Voilà pour le scénario. En pratique, qu'est-ce que ça donne ? Du sang, du sang, du sang, de la violence, du sang. Pendant 1h40 non-stop. Avouez que ça fait long... Je n'arrive pas très bien à comprendre comment certains critiques peuvent nier le fait que Martyrs appartient au genre du "torture porn" (ces films comme la série Saw dont les scènes de torture et de gore extrême sont le seul prétexte, pour le plus grand plaisir (tordu) de certains spectateurs...). La torture et les sévices en tous genre sont omniprésents dans le film, au point qu'on en fait une réelle overdose. 
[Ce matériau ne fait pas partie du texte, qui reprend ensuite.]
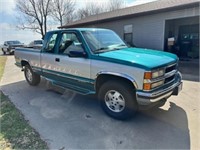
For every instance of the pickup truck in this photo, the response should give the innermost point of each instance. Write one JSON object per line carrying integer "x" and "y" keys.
{"x": 97, "y": 61}
{"x": 9, "y": 46}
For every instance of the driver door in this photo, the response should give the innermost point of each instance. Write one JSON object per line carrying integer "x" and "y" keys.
{"x": 74, "y": 71}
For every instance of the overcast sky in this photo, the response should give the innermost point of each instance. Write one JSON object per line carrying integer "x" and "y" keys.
{"x": 8, "y": 22}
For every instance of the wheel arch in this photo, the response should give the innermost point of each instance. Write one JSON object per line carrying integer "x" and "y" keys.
{"x": 24, "y": 63}
{"x": 102, "y": 77}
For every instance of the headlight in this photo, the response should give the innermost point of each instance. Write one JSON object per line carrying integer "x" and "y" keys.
{"x": 154, "y": 74}
{"x": 158, "y": 73}
{"x": 156, "y": 84}
{"x": 150, "y": 77}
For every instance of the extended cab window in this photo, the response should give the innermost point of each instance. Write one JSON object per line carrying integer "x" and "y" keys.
{"x": 69, "y": 42}
{"x": 51, "y": 44}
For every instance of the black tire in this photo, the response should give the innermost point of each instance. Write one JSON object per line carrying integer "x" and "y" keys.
{"x": 31, "y": 77}
{"x": 12, "y": 53}
{"x": 119, "y": 92}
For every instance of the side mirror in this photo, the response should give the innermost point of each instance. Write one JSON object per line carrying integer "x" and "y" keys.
{"x": 77, "y": 54}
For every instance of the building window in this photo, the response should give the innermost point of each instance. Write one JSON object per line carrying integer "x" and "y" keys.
{"x": 128, "y": 34}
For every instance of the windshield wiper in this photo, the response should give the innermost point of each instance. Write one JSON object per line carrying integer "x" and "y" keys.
{"x": 102, "y": 49}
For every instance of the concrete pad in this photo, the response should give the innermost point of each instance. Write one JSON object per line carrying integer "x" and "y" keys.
{"x": 72, "y": 121}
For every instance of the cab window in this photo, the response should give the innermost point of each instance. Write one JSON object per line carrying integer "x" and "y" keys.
{"x": 69, "y": 42}
{"x": 51, "y": 44}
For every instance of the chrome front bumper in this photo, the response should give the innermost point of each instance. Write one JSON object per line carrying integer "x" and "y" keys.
{"x": 148, "y": 98}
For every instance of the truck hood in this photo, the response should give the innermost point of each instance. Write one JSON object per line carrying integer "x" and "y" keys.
{"x": 145, "y": 58}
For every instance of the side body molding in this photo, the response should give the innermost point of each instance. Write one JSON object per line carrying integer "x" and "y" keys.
{"x": 131, "y": 79}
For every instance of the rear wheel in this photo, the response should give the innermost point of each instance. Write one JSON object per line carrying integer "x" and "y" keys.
{"x": 3, "y": 52}
{"x": 118, "y": 100}
{"x": 31, "y": 77}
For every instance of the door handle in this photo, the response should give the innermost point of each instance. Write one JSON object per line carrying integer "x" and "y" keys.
{"x": 57, "y": 59}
Depuis le début du film, nous voyons Lucie poursuivie par une sorte de créature Gollum-esque (en réalité une manifestation imaginaire de son subconscient), qui l'attaque, la taillade, la torture, nous offrant une bonne dose d'hémoglobine absolument pas nécessaire (on n'avait pas besoin de ça pour comprendre que Lucie était une espèce de psychopathe hautement perturbée...). Le meurtre de la famille à coup de fusil fait lui aussi gicler la cervelle au plafond. Puis vient la découverte des activités de la "secte" par Anna, et c'est là que Martyrs atteint un degré simplement insoutenable pour la pauvre spectatrice déjà écœurée que j'étais. On bat, on humilie, on torture – passe encore, ce sont presque des  "classiques" du film de genre. Mais voir Anna arracher des clous métalliques vissés dans le crâne d'une autre jeune femme, non. Voir Anna se faire écorcher vive des pieds à la tête (et survivre à l'intervention), certainement pas.
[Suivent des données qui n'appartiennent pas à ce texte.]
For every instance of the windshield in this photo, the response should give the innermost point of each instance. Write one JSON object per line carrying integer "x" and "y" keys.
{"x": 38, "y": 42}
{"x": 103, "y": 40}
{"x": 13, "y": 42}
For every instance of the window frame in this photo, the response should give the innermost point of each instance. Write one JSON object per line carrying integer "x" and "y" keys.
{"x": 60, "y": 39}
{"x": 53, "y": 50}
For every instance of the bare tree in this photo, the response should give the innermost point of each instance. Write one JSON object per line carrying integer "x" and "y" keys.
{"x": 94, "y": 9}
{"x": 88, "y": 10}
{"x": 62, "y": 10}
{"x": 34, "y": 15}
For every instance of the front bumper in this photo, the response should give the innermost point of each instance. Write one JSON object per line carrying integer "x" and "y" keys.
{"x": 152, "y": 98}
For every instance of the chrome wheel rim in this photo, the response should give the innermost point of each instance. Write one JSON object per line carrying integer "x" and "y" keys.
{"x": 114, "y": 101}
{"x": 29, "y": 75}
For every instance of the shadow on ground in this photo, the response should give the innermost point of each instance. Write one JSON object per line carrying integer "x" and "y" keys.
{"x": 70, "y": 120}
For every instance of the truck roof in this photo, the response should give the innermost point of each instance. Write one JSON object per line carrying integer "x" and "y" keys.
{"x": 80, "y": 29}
Anna, prisonnière par les membres du "culte"

Martyrs est-il le film le plus gore qu'il me soit arrivé de voir ? Peut-être pas. Mais le plus dérangeant, le plus insupportable ? Sans le moindre doute. Je serais incapable de décrire exactement pourquoi le film m'a atteinte à ce point ; quelque chose dans l'ambiance, dans le propos du réalisateur, m'a profondément perturbée. Je suis capable de supporter beaucoup de choses dans le cinéma d'horreur, mais là, décidément, c'est un visionnage dont je me serais bien passée.

Au niveau visuel, pas grand-chose à dire – la photographie du film est glauque, grisâtre, "sale", en adéquation avec l'histoire qu'il raconte. Le jeu des actrices est, à mon avis, loin d'être excellent, les deux jeunes femmes manquant parfois beaucoup de naturel (eh oui, pas si facile de hurler ou de pleurer pendant la totalité du film...). On s'identifie difficilement à leur personnages, et je n'ai pas réussi à éprouver une once d'empathie pour Anna et Lucie, au point de ne pas accorder d'importance à leur triste destinée.
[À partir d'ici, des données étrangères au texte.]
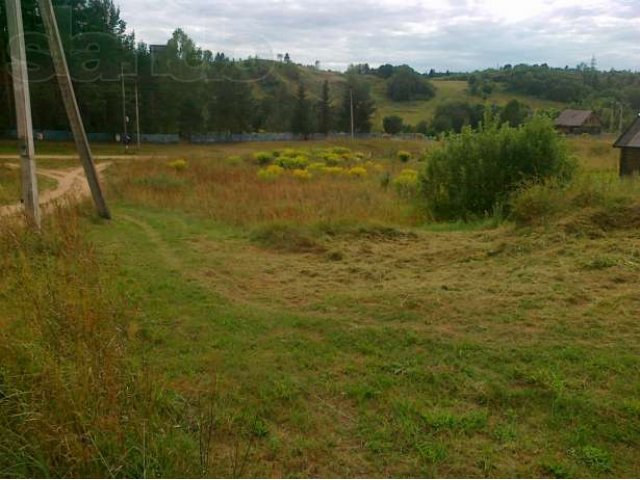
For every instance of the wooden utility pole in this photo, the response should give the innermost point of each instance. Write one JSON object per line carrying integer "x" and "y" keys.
{"x": 23, "y": 112}
{"x": 138, "y": 141}
{"x": 71, "y": 105}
Mademoiselle, le "gourou" de la secte

À sa sortie, Martyrs a reçu en France une interdiction aux moins de 18 ans, un rating extrêmement rare pour un film appartenant à un autre genre que la pornographie hardcore. Présenté en 2008 au Festival de Cannes, le film a suscité des réactions qui en disent long : de nombreux spectateurs sont sortis de la salle en cours de projection, et certains – selon la rumeur – auraient vomi, fondu en larmes ou fait un malaise. Et je les comprends. Moi aussi, le film a bien failli me rendre malade, littéralement : j'ai dû le mettre en pause pour me lever brusquement et me demander si j'allais devoir courir aux toilettes pour vomir. (C'était une très mauvaise idée que de regarder Martyrs en prenant mon déjeuner.)

Par conséquent, Martyrs est un film que je déconseille fortement. Certains y ont vu une œuvre d'art originale et efficace, film phare du sous-genre résolument choquant et transgressif  "New French Extremism" (en compagnie de films comme À l'Intérieur, Haute Tension ou Irréversible – dont aucun ne m'a fait l'effet de Martyrs). Je n'y ai vu qu'une accumulation de violence sanglante et malsaine, qui me font m'interroger sérieusement sur la santé mentale de M. Pascal Laugier.